The International Crisis Group (ICG) reported, the War in Afghanistan will intensify in 2018 as the Afghan government failed to hold parliamentary election on time and that president Ghani accused by his critics of monopolizing power.
The report also indicates that New US strategy faces serious obstacles. While hitting the Taliban harder might bring tactical gains, it is unlikely to change the war’s course or the incentives of a locally rooted and potent insurgency. Besides, between 2009 and 2012, the Taliban withstood more than 100,000 U.S. troops.
The strategy also underplays regional shifts. Thus far, U.S. regional diplomacy has centered on pressuring Pakistan; yet the calculations that motivate Islamabad’s support for the insurgency are unlikely to change.

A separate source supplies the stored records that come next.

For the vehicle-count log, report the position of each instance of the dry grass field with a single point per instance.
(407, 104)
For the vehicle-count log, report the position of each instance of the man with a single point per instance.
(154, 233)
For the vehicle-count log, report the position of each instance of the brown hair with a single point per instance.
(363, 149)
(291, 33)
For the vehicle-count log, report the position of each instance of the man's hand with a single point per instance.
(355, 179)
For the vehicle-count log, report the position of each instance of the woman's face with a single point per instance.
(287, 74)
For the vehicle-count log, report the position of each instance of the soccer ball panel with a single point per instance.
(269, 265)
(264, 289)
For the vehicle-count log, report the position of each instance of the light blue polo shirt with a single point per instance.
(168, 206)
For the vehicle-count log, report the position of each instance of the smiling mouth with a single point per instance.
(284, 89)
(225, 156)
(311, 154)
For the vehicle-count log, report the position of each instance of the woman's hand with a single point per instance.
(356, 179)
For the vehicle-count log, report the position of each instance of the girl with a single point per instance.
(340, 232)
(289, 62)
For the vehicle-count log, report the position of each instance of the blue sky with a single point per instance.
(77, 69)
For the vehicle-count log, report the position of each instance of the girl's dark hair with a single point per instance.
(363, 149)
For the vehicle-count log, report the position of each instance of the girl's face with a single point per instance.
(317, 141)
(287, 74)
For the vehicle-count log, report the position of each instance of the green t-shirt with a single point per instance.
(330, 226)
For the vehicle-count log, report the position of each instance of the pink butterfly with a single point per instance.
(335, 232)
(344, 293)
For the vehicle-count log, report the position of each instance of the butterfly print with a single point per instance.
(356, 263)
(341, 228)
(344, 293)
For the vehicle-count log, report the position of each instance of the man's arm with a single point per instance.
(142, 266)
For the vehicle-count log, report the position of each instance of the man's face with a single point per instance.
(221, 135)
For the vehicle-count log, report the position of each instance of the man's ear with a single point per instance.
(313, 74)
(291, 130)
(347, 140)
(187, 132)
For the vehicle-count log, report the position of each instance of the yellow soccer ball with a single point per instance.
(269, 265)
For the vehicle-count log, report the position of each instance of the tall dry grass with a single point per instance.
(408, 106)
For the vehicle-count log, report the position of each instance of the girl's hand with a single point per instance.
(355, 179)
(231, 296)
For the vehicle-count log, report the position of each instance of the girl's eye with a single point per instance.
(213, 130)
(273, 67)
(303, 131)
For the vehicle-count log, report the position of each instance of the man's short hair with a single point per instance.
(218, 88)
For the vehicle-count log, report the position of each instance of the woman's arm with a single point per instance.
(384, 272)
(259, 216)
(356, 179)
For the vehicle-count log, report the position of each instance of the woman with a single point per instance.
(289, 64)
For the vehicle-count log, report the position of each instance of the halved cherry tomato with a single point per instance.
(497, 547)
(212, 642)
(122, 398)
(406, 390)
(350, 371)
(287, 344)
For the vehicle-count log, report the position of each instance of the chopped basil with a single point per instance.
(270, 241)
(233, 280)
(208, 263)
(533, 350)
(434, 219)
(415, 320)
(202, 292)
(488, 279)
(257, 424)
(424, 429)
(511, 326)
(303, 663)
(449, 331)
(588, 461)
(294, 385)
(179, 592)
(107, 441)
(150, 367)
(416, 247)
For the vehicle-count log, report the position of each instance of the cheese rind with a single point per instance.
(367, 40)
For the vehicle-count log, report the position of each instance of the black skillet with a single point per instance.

According to the report, battlefield losses in the past have not impacted Taliban leaders’ willingness to negotiate.
The other part of the report focused on Afghan elections (a parliamentary poll is slated for July 2018; a presidential vote is due in 2019) which will suck oxygen from the military campaign against the insurgency. Every vote since 2004 has ignited some form of crisis, and political discord today is particularly severe, with President Ashraf Ghani accused by his critics of monopolizing power in the hands of a few advisors.
The report suggest U.S. allies in Afghanistan to push for a greater diplomatic political component to the U.S. strategy. As it stands, that strategy sets the stage for more violence while closing avenues for de-escalation.
According to ICG report, if the upcoming conflicts do not be prevented, Afghan civilians will pay the price.